Sa formation initiale sur les Silly Symphonies, courts métrages expérimentaux du studio dans les années 1930, a nourri son goût pour l'expérimentation visuelle et stylistique, particulièrement visible dans l'esthétique picturale singulière de La Belle au bois dormant. Le travail du directeur artistique Eyvind Earle, dont les décors inspirés de l'art médiéval et de la tapisserie gothique ont profondément marqué La Belle au bois dormant, a également influencé son approche de la mise en scène sur ce film en particulier.
Geronimi privilégie un classicisme narratif efficace, porté par un sens aigu du rythme comique et de l'enchaînement des séquences, qui caractérise l'ensemble de ses films de l'après-guerre. Sa collaboration avec des coréalisateurs sur la plupart de ses productions, selon le mode de fonctionnement collégial typique du studio à cette époque, ne l'empêche pas d'imposer une direction artistique marquée, notamment sur La Belle au bois dormant, où l'ambition graphique dépasse largement celle des productions Disney contemporaines.

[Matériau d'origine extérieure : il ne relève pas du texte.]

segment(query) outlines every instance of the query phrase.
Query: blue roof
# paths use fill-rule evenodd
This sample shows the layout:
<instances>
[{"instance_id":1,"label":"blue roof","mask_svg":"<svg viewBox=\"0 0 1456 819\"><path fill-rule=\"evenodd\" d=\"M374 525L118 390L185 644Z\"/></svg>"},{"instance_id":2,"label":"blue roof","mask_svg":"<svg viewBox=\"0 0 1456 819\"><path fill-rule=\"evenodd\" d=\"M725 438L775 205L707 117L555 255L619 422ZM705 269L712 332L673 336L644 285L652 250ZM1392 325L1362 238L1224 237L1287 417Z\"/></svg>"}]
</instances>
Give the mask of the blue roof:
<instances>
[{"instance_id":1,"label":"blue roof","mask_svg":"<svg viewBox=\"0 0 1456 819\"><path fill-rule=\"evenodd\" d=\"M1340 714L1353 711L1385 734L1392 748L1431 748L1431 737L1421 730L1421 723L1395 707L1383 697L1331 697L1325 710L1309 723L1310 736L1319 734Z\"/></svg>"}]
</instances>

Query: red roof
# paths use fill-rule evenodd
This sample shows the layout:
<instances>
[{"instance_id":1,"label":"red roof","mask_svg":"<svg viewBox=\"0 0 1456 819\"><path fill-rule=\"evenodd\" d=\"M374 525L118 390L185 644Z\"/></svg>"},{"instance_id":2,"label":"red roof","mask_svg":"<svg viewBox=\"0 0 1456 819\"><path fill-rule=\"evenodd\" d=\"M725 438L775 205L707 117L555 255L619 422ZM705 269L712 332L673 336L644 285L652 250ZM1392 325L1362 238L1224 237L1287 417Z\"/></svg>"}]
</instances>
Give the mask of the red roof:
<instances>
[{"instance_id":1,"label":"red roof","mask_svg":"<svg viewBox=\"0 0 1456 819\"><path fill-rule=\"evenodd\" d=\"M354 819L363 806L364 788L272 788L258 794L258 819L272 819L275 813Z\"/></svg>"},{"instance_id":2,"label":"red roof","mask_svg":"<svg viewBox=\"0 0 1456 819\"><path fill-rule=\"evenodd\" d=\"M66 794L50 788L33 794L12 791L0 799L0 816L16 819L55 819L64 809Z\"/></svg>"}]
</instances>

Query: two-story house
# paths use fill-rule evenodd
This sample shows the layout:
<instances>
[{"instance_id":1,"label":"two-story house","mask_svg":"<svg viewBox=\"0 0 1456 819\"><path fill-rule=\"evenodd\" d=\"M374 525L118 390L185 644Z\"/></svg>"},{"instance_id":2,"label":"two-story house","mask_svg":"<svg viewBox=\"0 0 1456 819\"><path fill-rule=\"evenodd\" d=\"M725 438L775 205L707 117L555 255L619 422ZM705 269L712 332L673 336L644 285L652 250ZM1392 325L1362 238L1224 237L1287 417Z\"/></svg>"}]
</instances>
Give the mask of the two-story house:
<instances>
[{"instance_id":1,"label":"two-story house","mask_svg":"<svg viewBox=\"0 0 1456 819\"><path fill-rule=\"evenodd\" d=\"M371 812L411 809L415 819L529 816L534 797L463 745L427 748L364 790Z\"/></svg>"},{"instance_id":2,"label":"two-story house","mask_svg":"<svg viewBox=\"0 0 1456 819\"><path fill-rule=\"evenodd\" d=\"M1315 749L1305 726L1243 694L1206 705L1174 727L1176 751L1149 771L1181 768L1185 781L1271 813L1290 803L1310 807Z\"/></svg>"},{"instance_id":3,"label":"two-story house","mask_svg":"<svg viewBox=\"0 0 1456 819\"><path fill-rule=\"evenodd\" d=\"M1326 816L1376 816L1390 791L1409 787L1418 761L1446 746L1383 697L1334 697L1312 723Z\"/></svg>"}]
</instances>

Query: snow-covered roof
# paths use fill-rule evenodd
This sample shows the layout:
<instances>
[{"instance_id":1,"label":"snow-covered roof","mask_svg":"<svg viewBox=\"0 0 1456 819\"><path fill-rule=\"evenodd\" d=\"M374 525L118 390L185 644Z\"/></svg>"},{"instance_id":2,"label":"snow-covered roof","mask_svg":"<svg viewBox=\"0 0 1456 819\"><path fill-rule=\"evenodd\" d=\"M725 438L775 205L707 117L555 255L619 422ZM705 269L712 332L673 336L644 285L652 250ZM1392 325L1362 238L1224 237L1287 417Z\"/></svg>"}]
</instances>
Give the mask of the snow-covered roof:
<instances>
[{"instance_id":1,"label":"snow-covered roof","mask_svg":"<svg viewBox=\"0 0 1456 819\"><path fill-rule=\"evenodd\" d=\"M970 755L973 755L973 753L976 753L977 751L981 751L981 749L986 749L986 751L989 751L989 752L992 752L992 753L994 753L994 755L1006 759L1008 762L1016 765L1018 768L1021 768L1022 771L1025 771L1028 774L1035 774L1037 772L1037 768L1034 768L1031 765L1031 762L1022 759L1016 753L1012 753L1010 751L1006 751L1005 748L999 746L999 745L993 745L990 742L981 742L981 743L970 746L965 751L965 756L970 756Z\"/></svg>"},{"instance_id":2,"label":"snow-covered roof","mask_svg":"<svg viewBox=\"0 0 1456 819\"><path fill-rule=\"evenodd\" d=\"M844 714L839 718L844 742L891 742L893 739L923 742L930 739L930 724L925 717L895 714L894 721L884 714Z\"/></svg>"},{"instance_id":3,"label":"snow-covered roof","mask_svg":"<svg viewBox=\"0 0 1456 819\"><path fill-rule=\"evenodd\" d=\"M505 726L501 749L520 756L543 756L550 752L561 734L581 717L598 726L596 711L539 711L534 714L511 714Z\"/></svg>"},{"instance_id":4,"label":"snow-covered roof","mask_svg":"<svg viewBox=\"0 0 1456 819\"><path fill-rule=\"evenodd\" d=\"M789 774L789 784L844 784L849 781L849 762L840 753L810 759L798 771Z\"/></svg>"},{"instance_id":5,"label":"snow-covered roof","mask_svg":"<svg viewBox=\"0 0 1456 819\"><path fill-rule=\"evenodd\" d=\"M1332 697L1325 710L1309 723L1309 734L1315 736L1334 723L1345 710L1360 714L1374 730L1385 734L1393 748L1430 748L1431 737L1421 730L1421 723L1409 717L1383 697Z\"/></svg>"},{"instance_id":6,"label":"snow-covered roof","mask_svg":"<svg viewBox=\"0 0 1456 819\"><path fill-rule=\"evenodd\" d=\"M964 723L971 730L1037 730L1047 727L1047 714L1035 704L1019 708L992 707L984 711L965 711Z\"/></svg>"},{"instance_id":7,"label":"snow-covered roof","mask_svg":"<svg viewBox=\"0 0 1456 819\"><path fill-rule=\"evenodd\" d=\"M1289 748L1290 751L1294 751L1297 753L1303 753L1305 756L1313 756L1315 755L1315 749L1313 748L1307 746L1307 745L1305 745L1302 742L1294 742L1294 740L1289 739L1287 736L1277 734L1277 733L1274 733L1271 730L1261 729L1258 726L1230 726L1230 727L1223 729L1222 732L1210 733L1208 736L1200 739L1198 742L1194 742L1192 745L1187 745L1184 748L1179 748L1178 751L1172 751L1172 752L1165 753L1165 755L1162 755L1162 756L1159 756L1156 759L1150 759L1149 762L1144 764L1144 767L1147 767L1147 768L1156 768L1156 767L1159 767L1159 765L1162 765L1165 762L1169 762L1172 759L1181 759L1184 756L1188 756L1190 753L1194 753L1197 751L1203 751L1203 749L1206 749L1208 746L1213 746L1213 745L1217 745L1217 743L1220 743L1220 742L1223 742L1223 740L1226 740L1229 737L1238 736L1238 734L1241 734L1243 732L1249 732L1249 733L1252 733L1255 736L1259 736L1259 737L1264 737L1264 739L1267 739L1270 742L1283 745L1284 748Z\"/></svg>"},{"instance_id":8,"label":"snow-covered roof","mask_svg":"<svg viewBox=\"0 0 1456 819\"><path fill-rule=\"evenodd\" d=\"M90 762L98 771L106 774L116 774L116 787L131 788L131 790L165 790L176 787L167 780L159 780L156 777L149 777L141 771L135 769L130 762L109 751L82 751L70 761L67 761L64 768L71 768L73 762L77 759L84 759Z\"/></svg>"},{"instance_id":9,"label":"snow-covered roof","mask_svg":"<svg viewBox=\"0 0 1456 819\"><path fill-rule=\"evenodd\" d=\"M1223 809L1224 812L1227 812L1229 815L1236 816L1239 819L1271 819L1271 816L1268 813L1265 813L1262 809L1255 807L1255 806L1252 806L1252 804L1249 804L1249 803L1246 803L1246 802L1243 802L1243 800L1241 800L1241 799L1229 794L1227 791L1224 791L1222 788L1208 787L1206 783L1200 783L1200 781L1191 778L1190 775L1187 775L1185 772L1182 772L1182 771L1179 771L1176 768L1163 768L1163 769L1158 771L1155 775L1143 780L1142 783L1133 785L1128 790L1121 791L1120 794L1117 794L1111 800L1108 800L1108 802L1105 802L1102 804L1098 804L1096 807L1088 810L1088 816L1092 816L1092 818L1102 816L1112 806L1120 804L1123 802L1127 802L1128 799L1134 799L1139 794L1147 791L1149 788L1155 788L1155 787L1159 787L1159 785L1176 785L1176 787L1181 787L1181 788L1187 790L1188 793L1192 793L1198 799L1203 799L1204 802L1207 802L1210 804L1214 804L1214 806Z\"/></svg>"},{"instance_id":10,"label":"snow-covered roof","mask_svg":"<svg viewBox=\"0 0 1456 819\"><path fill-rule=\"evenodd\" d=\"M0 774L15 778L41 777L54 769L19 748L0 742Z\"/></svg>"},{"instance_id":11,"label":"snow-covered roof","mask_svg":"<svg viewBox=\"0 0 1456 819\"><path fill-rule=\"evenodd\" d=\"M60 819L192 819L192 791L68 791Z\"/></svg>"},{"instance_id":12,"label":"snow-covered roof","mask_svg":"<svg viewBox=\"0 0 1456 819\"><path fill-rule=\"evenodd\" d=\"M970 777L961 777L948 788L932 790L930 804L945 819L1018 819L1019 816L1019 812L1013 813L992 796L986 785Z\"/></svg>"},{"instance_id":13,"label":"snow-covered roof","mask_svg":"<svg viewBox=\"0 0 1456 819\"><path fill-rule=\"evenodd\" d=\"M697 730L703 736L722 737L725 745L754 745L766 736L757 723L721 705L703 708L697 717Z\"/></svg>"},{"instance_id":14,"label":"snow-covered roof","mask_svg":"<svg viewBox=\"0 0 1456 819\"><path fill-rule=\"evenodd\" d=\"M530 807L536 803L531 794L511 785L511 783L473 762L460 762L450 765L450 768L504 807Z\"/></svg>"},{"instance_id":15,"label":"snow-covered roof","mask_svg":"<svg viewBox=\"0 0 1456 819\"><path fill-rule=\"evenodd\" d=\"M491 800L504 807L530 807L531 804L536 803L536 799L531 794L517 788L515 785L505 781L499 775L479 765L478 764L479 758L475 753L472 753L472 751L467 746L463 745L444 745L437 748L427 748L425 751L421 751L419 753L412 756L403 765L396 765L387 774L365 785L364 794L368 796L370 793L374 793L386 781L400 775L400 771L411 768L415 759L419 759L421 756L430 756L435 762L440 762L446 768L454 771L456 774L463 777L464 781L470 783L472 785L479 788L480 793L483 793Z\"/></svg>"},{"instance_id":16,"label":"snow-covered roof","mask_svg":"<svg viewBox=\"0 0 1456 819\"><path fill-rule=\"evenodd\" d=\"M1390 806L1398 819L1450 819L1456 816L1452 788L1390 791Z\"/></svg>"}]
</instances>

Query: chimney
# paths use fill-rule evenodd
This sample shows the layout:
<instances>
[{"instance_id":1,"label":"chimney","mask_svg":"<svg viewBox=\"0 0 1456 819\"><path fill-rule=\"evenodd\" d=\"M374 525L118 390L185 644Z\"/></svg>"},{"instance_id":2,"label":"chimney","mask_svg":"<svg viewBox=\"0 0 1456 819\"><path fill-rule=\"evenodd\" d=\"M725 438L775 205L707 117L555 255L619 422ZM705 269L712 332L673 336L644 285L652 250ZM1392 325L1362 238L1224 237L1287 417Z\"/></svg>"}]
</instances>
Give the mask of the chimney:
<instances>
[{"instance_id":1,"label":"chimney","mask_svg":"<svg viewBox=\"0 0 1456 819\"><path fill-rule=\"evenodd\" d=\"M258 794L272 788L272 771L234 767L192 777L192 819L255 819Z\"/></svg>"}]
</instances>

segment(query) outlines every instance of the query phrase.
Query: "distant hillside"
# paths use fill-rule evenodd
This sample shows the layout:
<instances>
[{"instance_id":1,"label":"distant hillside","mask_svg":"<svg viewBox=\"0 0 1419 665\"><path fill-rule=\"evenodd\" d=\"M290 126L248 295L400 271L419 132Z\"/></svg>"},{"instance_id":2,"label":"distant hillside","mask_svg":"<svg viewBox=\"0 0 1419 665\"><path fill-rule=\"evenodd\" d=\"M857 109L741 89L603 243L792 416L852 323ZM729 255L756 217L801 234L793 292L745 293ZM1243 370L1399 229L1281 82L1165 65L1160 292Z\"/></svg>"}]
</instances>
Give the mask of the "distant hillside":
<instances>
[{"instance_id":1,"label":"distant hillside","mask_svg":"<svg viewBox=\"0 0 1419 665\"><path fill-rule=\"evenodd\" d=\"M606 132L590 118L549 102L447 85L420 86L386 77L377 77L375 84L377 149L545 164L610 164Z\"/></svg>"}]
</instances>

La Belle au bois dormant reçoit une nomination à l'Oscar de la meilleure musique de film en 1960, pour l'adaptation de la partition de Tchaïkovski par George Bruns. Les films coréalisés par Geronimi durant cette période comptent parmi les plus grands succès commerciaux et critiques du studio Disney de l'après-guerre.
Il coréalise la plupart de ses grands films avec Wilfred Jackson et Hamilton Luske, formant avec eux un trio de réalisateurs récurrent sur Cendrillon, Alice au pays des merveilles et Peter Pan. Le directeur artistique Eyvind Earle demeure un collaborateur essentiel sur La Belle au bois dormant, dont l'esthétique visuelle porte durablement sa marque.
Les contes de fées classiques, adaptés avec un souci constant d'enchantement visuel et de merveilleux, structurent l'essentiel de la filmographie de Clyde Geronimi durant l'après-guerre. La confrontation entre innocence enfantine et figures maléfiques spectaculaires, de la sorcière de Cendrillon à Maléfique dans La Belle au bois dormant, traverse également une large part de son œuvre.